After all, the NHS is responsible for 40 per cent of the public sector’s carbon emissions.

One of their previous projects includes the creation of peaceful gardens, which offers patients and relatives a healing space at a critical time in their lives.

They also created productive growing spaces to provide fresh, organic herbs and vegetables for hospital kitchens, and horticultural skills for volunteers.

Hattie White is the woodland creation and tree planting project manager at NHS Forest, and said she has seen first-hand how these spaces can have a positive impact.

She said: “I spoke to a radiologist at a planting event who said she felt that she was inside all day. She said that being outside made her feel calmer and that it would be so nice to have a green space outside where she could take meetings.”

The NHS Forest is a project run by the Green Spaces team at the Centre for Sustainable Healthcare. Their aim is to enhance the ecological diversity of NHS estates by planting trees, as well as supporting sites to utilise green space to provide therapeutic environments for patients, staff, and local communities.

White added: “The outdoors is an  underused, neglected resource that we need  to tap into.”

As part of her position, White is pushing for NHS Trusts to make use of trees the NHS Forest is supplying this winter.

Trusts can apply for a range of trees which come in themed bundles, to suit a variety of sized sites including bundles for small spaces, blossom or wild food. But there is more than the tree bundles and they are also offering fruit trees, and tiny forests as well as providing trees for larger woodland creation. 

White said planting days are often used as an opportunity for staff and patients to get outdoors, and are a positive activity for everyone involved.

She cited the staff wellbeing study Space to Breathe, which found that staff who said they regularly spent time in their sites’ green spaces during the working day reported significantly higher levels of wellbeing than staff who did not spend time in workplace green spaces.

It also found that a sizeable proportion of staff (44 per cent to 52 per cent) said attractive  green spaces were important to them in considering where to work – suggesting that the presence of such areas affects recruitment and retention.
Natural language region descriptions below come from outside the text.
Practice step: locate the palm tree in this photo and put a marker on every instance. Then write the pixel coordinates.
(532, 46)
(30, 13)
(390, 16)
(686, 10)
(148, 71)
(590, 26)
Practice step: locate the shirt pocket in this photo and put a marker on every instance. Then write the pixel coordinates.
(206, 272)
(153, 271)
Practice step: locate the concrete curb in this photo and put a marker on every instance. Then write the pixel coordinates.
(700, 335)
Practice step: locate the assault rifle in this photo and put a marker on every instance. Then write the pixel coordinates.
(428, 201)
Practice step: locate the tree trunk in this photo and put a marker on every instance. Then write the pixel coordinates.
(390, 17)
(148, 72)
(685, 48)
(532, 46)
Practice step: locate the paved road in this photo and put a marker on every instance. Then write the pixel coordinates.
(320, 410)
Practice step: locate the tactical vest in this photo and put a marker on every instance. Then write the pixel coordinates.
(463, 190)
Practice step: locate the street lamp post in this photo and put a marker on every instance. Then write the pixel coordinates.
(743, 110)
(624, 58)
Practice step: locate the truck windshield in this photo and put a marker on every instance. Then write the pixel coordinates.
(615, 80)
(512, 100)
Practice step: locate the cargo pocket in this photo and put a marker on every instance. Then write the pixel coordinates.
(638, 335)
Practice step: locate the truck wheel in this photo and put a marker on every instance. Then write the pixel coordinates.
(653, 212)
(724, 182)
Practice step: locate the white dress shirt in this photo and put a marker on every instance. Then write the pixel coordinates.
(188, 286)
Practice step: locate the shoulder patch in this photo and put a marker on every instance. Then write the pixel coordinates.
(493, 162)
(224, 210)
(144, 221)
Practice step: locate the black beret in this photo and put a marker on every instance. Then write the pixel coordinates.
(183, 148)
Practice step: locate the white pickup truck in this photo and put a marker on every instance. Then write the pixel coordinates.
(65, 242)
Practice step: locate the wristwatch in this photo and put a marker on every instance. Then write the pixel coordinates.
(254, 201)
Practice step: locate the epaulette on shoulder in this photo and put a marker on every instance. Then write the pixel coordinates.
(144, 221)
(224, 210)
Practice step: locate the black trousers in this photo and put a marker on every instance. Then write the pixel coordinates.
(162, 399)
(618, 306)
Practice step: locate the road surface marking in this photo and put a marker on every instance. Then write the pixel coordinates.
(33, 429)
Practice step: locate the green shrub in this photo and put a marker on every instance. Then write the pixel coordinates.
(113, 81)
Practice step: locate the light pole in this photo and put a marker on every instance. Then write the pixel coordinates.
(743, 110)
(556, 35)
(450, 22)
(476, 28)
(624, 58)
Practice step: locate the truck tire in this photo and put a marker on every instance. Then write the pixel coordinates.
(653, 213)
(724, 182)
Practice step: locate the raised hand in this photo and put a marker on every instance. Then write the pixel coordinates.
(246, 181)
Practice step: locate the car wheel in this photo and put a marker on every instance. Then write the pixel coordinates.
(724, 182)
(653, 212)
White said she hopes the new government  will take green space around hospitals seriously, as essential spaces for well-being and integrate their improvement into policy. 

“Green space improvements and tree planting is seen as an add-on, not an essential,” she added.

White said: “Health and nature are connected. Hospitals are obviously quite busy environments and that can impact everyone’s mental health. Green spaces can offer a counterbalance to these environments.”